With a quick stroke, he ripped them, reducing them to tatters in seconds. He threw me onto the bed. “Open your legs,” he said, undoing his belt. “Show me your pussy.”

I bent my knees and spread them apart. My pussy cooled when the air hit it. I kept my eyes on Antonio and then on his cock as he pulled it out. “I love you, Capo.”

He kneeled on the bed then licked his hand and pressed it between my legs, entering me with three fingers. “Wet to the death, my love.”
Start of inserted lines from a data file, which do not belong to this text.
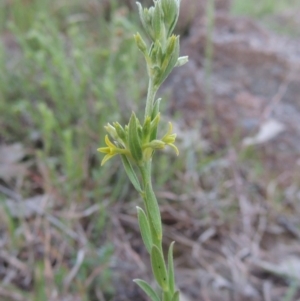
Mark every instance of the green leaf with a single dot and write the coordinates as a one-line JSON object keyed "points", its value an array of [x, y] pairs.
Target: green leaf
{"points": [[120, 131], [157, 21], [146, 129], [153, 210], [170, 60], [155, 120], [145, 229], [159, 268], [176, 296], [147, 289], [171, 268], [133, 139], [131, 174]]}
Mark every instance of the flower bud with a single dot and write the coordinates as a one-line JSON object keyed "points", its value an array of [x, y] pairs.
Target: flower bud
{"points": [[140, 43]]}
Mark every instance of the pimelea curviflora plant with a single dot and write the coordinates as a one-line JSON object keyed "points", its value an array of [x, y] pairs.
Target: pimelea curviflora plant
{"points": [[137, 142]]}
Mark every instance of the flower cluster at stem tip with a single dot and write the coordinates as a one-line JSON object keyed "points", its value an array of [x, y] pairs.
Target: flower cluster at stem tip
{"points": [[138, 142]]}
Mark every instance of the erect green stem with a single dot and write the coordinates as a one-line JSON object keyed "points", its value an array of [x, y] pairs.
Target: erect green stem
{"points": [[150, 98], [147, 182]]}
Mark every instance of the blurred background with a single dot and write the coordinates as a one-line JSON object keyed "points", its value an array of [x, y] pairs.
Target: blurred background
{"points": [[230, 200]]}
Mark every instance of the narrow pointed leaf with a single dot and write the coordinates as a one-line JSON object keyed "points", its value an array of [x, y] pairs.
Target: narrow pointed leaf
{"points": [[171, 268], [147, 289], [131, 173], [176, 296], [134, 140], [157, 21], [153, 210], [159, 268], [155, 119], [145, 229]]}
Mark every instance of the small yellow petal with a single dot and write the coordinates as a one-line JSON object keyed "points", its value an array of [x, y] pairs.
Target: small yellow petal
{"points": [[106, 158], [175, 148], [105, 150], [108, 142]]}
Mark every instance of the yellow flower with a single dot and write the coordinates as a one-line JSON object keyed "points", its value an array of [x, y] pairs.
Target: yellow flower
{"points": [[169, 138], [111, 150]]}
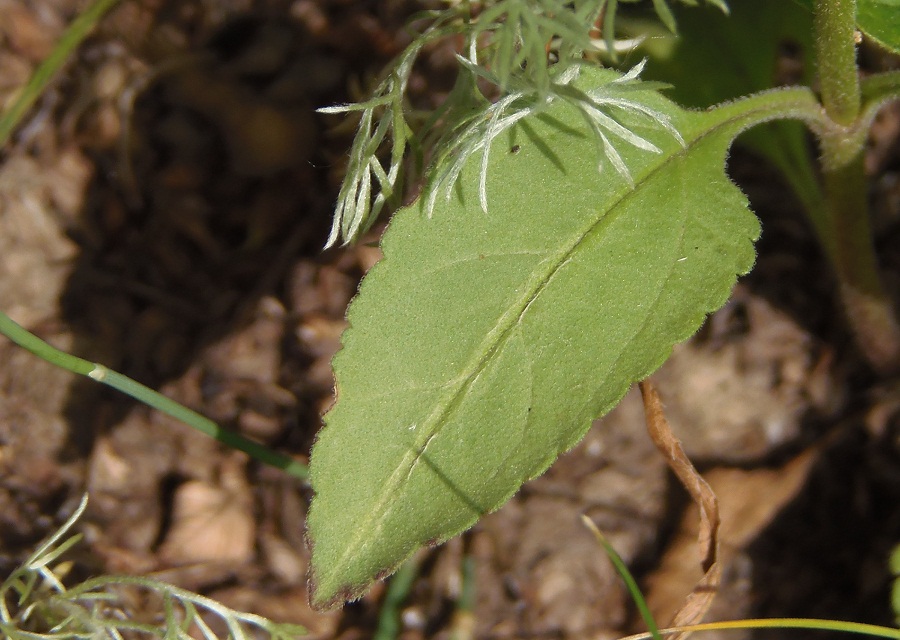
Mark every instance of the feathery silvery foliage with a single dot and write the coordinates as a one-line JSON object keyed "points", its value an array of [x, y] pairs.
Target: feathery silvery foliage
{"points": [[36, 605], [527, 52]]}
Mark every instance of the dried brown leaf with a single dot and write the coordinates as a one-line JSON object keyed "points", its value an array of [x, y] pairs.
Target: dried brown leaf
{"points": [[700, 599]]}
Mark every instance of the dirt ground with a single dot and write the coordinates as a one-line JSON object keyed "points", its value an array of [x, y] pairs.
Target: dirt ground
{"points": [[163, 210]]}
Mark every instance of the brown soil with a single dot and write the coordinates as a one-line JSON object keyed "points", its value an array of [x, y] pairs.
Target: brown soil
{"points": [[162, 211]]}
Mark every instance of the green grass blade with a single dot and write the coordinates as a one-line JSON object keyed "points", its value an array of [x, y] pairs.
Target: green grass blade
{"points": [[148, 396], [625, 574], [71, 38]]}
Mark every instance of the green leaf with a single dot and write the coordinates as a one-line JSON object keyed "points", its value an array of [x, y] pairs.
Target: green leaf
{"points": [[880, 20], [484, 344], [718, 57]]}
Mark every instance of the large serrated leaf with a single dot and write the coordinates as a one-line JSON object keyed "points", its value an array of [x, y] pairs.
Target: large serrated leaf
{"points": [[484, 344]]}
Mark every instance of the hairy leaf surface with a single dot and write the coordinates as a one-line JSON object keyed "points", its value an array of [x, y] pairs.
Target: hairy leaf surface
{"points": [[484, 344]]}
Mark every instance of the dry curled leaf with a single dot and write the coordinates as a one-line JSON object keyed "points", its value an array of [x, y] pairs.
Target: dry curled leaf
{"points": [[700, 599]]}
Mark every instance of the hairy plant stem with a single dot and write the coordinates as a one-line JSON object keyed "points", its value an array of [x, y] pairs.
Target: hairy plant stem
{"points": [[847, 234]]}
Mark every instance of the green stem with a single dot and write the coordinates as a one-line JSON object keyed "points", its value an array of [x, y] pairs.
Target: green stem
{"points": [[834, 23], [868, 307], [846, 232], [149, 397]]}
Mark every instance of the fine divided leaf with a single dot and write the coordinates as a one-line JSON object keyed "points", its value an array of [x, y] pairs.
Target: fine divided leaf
{"points": [[483, 344]]}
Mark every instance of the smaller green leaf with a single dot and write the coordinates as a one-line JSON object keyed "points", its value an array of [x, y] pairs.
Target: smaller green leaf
{"points": [[880, 20]]}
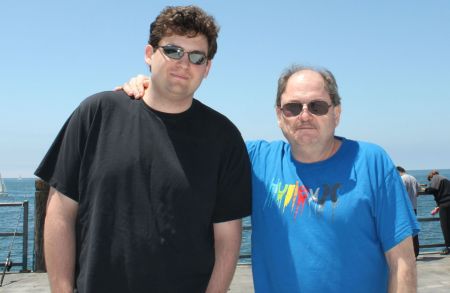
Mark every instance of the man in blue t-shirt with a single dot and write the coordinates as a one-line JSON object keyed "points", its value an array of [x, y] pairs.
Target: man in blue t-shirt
{"points": [[329, 214]]}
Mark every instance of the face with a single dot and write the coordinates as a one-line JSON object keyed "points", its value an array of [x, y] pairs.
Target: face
{"points": [[307, 129], [177, 79]]}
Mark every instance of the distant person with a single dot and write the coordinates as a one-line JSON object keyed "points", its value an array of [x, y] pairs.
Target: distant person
{"points": [[329, 214], [440, 188], [148, 196], [412, 188]]}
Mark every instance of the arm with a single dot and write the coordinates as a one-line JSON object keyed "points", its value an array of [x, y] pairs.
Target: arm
{"points": [[59, 241], [402, 267], [136, 86], [227, 241]]}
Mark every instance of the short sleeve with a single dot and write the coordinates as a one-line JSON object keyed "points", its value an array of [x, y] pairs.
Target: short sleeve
{"points": [[234, 196], [395, 218], [60, 167]]}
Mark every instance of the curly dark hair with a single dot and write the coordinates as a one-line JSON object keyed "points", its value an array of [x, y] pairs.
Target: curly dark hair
{"points": [[187, 21]]}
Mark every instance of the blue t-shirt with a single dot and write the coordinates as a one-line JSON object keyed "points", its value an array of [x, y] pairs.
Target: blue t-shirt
{"points": [[325, 226]]}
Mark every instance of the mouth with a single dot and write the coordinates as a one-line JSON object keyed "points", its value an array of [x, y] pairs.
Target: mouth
{"points": [[179, 76], [305, 127]]}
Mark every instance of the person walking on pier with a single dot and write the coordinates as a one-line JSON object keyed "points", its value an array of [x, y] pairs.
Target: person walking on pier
{"points": [[440, 188], [329, 214], [148, 196], [412, 188]]}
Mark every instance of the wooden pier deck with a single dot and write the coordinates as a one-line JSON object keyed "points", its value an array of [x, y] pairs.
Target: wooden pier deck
{"points": [[433, 272]]}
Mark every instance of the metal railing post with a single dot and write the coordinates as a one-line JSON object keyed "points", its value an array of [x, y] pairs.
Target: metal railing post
{"points": [[25, 237]]}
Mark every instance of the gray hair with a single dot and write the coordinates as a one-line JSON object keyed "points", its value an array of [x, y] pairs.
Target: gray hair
{"points": [[330, 82]]}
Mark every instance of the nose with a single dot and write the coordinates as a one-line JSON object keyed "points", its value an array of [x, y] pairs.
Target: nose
{"points": [[184, 60], [304, 114]]}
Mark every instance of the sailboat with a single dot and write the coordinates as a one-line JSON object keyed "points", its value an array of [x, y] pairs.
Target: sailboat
{"points": [[3, 191]]}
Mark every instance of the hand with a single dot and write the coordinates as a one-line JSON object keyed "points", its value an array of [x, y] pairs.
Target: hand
{"points": [[434, 211], [135, 87]]}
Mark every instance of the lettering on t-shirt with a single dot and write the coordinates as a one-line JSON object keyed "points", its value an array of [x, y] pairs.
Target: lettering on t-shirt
{"points": [[293, 197]]}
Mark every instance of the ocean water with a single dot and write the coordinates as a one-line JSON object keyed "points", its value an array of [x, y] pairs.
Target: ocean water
{"points": [[20, 190]]}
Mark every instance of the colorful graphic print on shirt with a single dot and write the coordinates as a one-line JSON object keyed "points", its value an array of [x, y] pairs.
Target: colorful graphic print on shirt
{"points": [[292, 198]]}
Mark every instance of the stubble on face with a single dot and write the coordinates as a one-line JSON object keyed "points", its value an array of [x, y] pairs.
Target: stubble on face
{"points": [[307, 130], [174, 82]]}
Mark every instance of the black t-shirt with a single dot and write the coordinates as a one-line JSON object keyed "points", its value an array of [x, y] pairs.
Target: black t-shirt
{"points": [[149, 187]]}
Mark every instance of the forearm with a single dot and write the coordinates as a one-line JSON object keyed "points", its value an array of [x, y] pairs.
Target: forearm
{"points": [[402, 271], [226, 254], [59, 248]]}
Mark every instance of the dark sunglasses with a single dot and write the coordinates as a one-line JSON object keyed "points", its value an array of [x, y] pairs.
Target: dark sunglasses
{"points": [[175, 52], [317, 108]]}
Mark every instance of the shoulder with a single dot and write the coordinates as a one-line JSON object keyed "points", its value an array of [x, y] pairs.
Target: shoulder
{"points": [[369, 150], [373, 158], [105, 99], [262, 148], [214, 121]]}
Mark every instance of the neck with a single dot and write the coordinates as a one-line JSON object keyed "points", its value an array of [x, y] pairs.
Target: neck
{"points": [[167, 104], [313, 153]]}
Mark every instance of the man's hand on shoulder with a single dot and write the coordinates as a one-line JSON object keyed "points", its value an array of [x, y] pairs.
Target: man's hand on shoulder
{"points": [[136, 86]]}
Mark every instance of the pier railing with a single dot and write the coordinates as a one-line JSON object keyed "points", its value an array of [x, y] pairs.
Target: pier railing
{"points": [[40, 210], [7, 263]]}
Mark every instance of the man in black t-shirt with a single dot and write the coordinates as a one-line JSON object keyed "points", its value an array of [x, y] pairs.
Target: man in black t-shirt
{"points": [[148, 196]]}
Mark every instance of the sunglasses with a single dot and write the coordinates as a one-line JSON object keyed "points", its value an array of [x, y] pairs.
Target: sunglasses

He didn’t make me beg but fucked me without preamble. I thought, as he drove into me, growling my name, wrinkling our good clothes, that this was the man I was fucking forever. I dug my fingers in his hair and said his name over and over until I could no longer form words.

forty-two.

antonio

 was a bad man. I knew that when I met her and when I stood at her door the night she called me
Capo
the first time. And I knew that when I came inside her on the day she planned to disappear with me.